Chamblee Blames Tiger’s Putting Woes On Age

Tiger Woods’ putter abandoned him during the first leg of the FedEx Cup Playoffs this week. Over the four rounds, Woods’ strokes gained: putting stats bore out that he lost nearly five strokes to the field average on the greens alone at The Northern Trust.

Ranking 79th out of 80 players who made the cut on the greens, Woods said following his third round that he was having trouble reading the greens and seeing his lines.


“I’m just not seeing my lines,” he said. “It’s just one of those things where I’m struggling seeing the lines.
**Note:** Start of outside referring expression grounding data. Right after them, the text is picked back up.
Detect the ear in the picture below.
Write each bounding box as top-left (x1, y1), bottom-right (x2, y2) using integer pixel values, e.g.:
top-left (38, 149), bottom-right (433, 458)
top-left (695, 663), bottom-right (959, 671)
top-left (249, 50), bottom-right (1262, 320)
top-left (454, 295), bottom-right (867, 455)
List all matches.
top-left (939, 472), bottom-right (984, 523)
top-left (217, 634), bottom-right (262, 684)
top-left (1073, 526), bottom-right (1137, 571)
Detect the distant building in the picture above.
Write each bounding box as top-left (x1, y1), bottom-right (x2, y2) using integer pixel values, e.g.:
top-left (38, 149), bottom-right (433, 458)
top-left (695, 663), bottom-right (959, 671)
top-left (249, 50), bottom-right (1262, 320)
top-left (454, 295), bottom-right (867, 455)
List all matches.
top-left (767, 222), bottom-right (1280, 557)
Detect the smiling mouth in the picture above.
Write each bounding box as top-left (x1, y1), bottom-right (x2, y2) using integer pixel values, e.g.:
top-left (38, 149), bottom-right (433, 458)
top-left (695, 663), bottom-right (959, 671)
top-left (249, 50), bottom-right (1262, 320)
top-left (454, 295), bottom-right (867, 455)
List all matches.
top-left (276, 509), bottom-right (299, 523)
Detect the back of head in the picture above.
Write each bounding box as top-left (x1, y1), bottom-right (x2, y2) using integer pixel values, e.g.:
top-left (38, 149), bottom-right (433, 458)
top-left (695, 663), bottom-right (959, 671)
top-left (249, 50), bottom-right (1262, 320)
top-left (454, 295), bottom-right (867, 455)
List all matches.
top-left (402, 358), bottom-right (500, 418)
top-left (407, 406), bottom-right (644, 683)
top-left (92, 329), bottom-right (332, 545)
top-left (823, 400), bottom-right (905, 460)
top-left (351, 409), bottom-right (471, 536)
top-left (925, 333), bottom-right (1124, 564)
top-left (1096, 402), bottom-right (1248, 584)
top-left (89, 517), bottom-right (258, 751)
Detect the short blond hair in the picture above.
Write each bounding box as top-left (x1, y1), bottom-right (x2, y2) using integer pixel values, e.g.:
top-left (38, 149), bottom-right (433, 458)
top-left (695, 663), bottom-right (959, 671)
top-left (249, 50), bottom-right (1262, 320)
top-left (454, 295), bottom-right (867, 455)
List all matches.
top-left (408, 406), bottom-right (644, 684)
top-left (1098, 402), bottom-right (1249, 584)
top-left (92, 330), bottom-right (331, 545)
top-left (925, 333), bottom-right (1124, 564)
The pace has been okay, not great, but my feel is just a little bit off because whether I’m seeing high lines or low lines, they are just not quite dialed in yet.”
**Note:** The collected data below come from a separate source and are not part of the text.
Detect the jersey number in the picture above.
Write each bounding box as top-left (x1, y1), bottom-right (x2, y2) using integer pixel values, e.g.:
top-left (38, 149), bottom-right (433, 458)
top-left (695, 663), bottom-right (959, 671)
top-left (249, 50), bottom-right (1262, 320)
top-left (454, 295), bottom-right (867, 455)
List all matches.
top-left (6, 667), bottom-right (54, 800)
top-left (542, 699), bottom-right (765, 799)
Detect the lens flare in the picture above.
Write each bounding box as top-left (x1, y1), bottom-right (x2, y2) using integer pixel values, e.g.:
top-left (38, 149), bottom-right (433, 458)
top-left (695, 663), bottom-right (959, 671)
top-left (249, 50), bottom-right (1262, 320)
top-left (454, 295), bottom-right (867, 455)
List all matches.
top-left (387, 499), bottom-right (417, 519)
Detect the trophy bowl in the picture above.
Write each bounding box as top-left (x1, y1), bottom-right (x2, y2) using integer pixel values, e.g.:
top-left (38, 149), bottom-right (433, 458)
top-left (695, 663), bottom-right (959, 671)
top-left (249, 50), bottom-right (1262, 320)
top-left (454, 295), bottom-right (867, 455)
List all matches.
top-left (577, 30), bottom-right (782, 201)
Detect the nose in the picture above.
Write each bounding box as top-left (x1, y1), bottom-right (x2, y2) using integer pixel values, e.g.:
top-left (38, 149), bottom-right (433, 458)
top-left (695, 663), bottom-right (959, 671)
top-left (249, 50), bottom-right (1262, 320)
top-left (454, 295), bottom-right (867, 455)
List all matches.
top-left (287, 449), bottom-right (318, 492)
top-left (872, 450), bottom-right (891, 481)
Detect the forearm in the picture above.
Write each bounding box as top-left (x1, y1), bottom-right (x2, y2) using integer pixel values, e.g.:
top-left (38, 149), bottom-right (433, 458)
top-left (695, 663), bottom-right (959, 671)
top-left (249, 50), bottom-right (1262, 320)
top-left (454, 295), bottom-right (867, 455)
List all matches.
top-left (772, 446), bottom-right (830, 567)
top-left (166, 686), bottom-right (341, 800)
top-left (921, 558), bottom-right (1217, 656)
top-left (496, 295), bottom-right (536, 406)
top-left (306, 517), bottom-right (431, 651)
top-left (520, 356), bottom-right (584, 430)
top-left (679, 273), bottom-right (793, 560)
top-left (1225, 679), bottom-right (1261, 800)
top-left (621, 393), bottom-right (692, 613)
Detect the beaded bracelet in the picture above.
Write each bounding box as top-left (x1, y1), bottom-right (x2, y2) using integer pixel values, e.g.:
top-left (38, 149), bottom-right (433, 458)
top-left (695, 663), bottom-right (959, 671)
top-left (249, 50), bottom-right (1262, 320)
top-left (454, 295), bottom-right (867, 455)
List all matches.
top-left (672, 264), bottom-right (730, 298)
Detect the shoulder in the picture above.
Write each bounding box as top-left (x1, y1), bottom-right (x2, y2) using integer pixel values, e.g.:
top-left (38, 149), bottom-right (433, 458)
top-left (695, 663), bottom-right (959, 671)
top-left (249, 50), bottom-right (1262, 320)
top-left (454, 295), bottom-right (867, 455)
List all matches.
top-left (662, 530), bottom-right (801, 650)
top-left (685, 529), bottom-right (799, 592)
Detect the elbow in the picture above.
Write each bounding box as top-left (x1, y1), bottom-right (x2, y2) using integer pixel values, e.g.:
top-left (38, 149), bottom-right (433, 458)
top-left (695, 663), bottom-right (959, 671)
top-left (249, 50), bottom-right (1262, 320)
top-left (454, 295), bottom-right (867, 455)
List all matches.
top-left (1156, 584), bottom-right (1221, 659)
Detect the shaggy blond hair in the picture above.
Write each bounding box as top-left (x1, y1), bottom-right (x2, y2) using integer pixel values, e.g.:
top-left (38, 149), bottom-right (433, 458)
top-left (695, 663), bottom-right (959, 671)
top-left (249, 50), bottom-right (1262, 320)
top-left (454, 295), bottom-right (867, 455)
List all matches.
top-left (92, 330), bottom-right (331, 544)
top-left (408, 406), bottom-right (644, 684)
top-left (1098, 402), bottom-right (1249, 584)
Speaking on Golf Channel following the round, Brandel Chamblee offered his diagnoses as to what is plaguing Woods on the greens.

“One of the reasons sport is so cruel to middle-aged men is they begin to lose their eyesight,” Chamblee said. “Doesn’t matter how good your eyes were earlier in your life, you lose the ability to focus.
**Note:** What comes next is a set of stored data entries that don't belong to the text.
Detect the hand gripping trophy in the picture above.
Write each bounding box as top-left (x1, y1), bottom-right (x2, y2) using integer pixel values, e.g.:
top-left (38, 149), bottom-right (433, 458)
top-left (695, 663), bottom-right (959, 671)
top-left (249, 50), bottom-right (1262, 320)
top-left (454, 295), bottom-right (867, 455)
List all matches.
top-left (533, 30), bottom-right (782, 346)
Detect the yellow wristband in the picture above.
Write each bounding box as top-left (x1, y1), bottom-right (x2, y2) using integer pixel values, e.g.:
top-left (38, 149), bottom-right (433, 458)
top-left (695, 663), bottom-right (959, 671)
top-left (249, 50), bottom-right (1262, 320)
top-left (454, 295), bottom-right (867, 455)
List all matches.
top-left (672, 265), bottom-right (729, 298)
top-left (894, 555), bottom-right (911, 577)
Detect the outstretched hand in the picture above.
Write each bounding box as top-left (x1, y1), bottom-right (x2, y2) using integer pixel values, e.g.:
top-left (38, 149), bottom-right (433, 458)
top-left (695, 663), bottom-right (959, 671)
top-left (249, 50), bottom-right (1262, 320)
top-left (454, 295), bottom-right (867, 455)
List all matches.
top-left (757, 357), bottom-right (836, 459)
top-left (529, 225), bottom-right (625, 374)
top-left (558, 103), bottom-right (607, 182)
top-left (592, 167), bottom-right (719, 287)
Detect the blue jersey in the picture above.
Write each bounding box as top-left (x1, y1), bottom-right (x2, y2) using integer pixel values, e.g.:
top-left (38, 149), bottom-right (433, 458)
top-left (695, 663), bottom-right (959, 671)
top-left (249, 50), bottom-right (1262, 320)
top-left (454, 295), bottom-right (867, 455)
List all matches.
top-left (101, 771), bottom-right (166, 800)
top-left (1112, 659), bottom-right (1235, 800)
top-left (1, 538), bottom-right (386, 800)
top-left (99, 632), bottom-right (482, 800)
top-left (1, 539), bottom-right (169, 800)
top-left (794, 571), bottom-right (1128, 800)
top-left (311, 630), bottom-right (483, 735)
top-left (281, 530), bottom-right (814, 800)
“And when you are extremely near-sighted to the extent that Tiger Woods was — and even though he had a touch-up — you still lose that ability to focus quite the way you did when you were younger. Tiger Woods talks a lot or has talked a lot about not being able to see the lines and not being able to get the feels. He’s had incredibly inconsistent putting this week.”

Woods finished in a tie for 40th. He currently sits in 25th place in the FedEx Cup standings heading into this week’s Dell Technologies Open.